Christin Driscoll, a federal lobbyist with the National Education Association and a lead on school nutrition issues, said in an interview that she expects the coalition to ask for an expansion of the summer food program, which provides meals for poor children when school is out for the year. Driscoll said she expects NEA, along with CSPI, will also push for language strengthening training for school food service personnel and providing more funds for school kitchen equipment and infrastructure and general school nutrition education.

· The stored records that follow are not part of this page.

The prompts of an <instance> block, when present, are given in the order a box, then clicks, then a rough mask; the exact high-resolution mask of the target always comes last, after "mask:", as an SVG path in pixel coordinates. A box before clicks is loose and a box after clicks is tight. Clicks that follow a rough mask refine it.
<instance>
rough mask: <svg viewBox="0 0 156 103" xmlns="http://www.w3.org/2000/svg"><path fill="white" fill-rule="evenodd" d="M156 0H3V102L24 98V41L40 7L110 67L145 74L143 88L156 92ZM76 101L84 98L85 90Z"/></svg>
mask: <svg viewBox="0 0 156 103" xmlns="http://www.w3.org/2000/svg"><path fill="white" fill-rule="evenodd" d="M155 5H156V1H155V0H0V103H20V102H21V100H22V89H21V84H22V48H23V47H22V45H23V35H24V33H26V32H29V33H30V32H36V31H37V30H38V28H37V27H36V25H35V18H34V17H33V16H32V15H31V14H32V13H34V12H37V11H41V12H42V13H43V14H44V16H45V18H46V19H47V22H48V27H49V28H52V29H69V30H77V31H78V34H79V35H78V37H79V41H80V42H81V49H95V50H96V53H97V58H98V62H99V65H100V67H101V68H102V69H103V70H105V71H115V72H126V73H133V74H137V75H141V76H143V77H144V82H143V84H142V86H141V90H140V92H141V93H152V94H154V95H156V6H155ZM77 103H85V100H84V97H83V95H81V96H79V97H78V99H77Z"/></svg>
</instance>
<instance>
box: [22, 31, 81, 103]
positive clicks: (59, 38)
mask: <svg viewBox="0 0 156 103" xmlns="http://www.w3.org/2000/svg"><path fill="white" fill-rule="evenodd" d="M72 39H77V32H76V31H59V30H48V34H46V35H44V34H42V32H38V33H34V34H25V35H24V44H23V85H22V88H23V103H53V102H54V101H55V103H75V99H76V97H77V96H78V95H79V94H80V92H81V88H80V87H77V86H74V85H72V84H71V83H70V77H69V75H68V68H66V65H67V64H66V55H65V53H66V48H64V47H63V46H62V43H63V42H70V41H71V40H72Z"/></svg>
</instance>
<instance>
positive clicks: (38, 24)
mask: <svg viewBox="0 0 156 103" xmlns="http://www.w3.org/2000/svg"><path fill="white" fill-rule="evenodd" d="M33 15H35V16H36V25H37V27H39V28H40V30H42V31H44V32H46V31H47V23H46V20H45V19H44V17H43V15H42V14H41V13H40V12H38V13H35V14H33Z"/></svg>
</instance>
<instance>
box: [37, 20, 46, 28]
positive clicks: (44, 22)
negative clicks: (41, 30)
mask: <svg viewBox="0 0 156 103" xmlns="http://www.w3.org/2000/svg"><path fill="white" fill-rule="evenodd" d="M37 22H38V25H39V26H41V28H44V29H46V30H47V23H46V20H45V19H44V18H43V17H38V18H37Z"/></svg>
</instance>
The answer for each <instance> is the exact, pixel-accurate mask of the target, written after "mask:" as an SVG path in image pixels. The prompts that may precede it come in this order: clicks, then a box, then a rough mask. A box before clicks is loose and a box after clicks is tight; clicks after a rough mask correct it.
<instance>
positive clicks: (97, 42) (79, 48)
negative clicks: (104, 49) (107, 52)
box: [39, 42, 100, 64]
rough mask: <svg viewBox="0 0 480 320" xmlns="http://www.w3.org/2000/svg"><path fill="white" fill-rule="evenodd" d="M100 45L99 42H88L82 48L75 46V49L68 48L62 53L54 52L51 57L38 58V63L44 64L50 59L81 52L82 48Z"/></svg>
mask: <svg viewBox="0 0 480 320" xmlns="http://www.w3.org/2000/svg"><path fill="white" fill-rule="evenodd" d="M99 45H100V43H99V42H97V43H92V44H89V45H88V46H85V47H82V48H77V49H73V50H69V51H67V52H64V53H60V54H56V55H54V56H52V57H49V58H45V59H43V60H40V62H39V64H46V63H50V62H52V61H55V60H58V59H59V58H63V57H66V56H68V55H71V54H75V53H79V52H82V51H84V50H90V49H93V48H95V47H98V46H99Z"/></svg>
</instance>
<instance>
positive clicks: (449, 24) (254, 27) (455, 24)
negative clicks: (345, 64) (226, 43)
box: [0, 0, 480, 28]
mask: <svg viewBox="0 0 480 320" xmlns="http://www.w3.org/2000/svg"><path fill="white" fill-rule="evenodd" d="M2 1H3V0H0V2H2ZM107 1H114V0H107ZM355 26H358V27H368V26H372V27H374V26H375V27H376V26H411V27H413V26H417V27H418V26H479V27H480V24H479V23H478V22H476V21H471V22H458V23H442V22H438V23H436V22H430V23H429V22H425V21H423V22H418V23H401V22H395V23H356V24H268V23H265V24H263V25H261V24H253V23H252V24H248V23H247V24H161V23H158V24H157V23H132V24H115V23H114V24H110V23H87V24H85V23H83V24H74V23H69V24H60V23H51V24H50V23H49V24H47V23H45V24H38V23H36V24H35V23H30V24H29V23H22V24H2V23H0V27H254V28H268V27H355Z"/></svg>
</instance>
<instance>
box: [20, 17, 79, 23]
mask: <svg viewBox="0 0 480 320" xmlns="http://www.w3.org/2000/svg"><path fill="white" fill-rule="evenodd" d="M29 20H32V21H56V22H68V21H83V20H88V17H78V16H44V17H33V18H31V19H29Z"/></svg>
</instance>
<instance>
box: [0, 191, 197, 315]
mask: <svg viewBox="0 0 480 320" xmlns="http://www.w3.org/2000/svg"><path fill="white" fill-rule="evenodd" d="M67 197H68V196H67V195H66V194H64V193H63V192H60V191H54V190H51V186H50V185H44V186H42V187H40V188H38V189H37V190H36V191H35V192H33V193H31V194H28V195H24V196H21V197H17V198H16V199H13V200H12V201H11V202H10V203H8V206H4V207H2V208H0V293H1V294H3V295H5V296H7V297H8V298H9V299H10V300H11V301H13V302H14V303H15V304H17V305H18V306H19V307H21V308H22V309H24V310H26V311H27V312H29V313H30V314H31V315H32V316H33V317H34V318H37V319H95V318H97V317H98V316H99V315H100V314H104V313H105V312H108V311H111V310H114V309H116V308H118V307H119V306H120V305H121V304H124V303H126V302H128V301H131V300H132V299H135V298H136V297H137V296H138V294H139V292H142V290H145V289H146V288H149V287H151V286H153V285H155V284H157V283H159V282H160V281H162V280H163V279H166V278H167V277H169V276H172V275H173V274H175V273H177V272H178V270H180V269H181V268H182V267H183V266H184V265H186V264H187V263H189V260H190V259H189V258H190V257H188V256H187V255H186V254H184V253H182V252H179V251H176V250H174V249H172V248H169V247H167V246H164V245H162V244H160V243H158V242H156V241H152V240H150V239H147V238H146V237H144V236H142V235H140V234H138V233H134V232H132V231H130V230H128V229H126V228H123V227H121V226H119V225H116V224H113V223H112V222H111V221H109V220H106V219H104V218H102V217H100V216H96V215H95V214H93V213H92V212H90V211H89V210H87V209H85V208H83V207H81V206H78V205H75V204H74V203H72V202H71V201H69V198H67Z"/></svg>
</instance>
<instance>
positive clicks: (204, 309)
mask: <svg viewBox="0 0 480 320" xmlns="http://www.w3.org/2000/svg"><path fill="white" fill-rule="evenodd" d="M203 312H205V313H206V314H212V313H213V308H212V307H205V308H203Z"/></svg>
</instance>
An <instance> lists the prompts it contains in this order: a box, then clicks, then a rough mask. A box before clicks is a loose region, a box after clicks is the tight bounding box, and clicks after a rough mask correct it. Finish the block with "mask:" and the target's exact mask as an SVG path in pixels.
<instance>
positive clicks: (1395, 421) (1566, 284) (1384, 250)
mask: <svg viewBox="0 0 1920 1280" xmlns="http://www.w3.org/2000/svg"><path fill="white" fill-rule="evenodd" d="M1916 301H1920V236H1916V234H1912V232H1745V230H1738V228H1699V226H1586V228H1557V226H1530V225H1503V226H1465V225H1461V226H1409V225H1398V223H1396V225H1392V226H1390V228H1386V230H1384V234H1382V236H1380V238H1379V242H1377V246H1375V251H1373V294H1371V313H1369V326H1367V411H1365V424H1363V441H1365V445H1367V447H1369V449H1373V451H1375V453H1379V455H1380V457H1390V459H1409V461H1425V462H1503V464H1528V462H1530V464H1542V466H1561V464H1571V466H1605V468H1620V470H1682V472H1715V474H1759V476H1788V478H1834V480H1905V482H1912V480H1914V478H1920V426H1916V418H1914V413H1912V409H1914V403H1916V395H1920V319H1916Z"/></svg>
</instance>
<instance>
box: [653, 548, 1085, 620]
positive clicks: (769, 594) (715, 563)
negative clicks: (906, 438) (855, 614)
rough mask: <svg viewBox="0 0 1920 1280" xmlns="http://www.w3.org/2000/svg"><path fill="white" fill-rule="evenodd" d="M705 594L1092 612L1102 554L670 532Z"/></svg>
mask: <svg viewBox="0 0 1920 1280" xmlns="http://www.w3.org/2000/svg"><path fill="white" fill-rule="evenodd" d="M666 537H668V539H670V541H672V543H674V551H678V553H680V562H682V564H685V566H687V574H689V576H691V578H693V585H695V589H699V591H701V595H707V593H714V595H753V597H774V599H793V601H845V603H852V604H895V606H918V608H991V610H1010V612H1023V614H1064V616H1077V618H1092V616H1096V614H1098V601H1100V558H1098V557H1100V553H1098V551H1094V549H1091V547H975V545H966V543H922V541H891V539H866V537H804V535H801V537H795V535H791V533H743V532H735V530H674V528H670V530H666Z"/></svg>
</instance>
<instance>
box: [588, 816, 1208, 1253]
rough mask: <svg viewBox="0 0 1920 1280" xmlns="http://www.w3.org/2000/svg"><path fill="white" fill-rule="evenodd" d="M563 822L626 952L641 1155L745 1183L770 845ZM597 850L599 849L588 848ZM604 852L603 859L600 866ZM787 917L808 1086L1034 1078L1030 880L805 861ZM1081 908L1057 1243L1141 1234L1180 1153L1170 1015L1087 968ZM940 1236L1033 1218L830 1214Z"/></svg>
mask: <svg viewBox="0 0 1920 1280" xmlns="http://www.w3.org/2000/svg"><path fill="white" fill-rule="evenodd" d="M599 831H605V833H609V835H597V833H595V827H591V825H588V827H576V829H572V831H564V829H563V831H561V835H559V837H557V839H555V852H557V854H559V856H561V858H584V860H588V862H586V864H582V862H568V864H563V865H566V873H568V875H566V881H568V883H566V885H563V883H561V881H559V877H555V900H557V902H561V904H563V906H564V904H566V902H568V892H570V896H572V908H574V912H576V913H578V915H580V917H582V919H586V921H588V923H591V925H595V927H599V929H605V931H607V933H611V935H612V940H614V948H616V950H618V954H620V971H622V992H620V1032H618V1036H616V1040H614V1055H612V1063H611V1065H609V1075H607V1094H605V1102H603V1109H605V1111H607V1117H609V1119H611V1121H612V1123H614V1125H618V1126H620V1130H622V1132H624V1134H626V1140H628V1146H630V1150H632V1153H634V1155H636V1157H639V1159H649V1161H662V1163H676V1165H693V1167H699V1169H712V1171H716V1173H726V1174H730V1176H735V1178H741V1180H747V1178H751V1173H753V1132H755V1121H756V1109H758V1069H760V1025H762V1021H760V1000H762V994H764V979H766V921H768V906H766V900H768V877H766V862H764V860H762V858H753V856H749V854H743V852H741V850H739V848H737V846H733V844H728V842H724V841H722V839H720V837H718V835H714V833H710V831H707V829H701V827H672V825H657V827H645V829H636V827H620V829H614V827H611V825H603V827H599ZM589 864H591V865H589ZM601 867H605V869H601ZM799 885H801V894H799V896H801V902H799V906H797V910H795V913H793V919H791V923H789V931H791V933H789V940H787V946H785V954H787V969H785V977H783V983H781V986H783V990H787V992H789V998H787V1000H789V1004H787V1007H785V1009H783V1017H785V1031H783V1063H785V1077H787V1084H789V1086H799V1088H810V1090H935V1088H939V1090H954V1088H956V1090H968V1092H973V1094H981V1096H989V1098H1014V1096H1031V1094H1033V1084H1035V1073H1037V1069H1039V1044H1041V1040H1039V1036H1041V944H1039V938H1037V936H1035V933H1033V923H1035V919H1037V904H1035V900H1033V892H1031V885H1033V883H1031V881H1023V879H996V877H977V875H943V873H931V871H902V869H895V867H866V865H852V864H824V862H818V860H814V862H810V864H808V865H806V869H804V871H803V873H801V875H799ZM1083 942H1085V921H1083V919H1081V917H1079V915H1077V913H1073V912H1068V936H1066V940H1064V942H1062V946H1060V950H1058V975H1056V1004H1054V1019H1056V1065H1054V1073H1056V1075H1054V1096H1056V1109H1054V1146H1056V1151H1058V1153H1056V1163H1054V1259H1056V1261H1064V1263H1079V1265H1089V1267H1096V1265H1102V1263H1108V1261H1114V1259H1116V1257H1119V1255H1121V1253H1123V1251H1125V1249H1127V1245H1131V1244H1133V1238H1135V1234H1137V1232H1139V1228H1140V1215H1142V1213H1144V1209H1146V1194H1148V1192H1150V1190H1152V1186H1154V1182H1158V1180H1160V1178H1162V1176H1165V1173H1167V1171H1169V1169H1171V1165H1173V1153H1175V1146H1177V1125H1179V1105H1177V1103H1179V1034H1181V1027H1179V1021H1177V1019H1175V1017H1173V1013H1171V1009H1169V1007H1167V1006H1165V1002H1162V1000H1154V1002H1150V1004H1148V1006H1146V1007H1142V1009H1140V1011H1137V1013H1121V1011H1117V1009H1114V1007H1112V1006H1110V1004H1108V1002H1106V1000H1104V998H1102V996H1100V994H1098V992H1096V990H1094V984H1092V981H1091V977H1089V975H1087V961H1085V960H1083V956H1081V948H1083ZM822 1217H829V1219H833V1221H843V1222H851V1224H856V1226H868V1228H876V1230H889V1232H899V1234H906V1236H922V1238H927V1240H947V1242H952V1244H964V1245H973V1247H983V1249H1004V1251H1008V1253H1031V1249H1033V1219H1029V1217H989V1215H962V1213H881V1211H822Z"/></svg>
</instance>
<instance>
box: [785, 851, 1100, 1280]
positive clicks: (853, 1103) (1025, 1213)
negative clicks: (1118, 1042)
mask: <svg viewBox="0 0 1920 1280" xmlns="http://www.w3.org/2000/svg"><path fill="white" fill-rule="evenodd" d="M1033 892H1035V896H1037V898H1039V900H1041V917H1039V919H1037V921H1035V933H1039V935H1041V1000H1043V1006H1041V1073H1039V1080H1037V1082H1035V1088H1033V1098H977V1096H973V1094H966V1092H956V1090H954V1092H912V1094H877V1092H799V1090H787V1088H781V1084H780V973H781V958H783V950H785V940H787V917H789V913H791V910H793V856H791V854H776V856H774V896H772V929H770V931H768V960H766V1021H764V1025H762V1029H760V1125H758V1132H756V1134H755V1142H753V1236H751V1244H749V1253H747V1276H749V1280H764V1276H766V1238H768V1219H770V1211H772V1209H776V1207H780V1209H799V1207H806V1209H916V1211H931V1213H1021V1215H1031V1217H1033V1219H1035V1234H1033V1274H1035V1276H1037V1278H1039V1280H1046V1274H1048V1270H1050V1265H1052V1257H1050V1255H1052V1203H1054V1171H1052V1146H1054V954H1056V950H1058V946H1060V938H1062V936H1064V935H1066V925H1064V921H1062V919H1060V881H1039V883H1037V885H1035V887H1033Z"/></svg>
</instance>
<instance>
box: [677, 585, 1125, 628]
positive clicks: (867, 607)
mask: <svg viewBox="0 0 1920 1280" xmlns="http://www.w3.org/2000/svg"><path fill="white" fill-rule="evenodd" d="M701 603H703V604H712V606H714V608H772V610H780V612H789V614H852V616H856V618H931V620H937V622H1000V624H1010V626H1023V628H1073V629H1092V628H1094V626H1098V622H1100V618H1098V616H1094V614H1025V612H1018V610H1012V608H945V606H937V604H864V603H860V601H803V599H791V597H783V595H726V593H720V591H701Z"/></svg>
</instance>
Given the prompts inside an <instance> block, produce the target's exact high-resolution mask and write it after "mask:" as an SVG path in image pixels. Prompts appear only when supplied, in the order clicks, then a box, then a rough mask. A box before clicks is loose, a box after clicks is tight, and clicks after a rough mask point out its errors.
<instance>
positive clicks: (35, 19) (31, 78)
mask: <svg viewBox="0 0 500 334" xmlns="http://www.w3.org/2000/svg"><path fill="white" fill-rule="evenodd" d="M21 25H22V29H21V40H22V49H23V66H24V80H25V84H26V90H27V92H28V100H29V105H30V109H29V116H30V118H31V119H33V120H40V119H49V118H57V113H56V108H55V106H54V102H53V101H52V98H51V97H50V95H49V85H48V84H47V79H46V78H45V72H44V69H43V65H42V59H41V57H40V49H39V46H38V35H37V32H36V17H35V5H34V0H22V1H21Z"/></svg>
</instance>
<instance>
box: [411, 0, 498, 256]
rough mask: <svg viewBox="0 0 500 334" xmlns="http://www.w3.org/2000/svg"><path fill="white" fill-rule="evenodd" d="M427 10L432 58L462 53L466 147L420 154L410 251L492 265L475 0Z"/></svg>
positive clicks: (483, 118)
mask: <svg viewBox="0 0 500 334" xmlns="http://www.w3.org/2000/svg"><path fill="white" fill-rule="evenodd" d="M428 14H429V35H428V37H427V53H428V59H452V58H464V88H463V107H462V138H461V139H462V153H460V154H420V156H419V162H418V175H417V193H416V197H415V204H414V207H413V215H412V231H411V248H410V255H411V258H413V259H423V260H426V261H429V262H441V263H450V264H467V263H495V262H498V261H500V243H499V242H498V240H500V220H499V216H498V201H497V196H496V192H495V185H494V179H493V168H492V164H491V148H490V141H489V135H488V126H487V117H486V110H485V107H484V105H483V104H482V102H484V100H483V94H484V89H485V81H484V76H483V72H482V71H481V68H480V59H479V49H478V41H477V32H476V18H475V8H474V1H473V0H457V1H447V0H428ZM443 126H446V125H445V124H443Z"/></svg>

On the other side of the issue, SNA says it will probably continue the effort it started with the appropriations waiver push. The organization, which represents 55,000 school nutrition professionals, hopes to provide schools with more flexibility in dealing with government nutrition guidelines. In the group’s 2014 policy paper – which it says grows organically out of consultations with its membership – SNA advocates for a reduction in the required whole-grain rich requirements, abatement in sodium reductions until the issue has been studied more thoroughly, and the removal of the requirement that all students select a half a cup serving of a fruit or vegetable as part of reimbursable breakfast or lunch program.

“There’s a good chance that those [policy points not resolved in appropriations] will move to the next paper (for 2015),” said Cathy Schuchart, vice president of SNA’s Child Nutrition and Policy Center.

The sodium issue, particularly, will be one to watch. The Dietary Guidelines for Americans, a policy document overseen by the Department of Health and Human Services (HHS) but supported by USDA, will be updated in 2015 – and those updates could include game-changing recommendations on sodium. That revision could change the guidelines coming out of HHFKA, said policy analyst Roger Szemraj, a principal at OFW Law.

Another issue to watch: potatoes. Both the House and Senate Appropriations marks would allow WIC participants to purchase white potatoes, which some health advocates say allow beneficiaries to dodge better-for-you vegetables, like leafy greens. The child nutrition reauthorization could change that rule permanently.

For all the whispers, however, at least one major nutrition player says it has yet to step into the child nutrition reauthorization ring. Asked Tuesday how his office was preparing for the bill, Sam Kass, first lady Michelle Obama’s Let’s Move! policy director, said he hadn’t even begun to consider it.

“Our focus is on appropriations,” he said.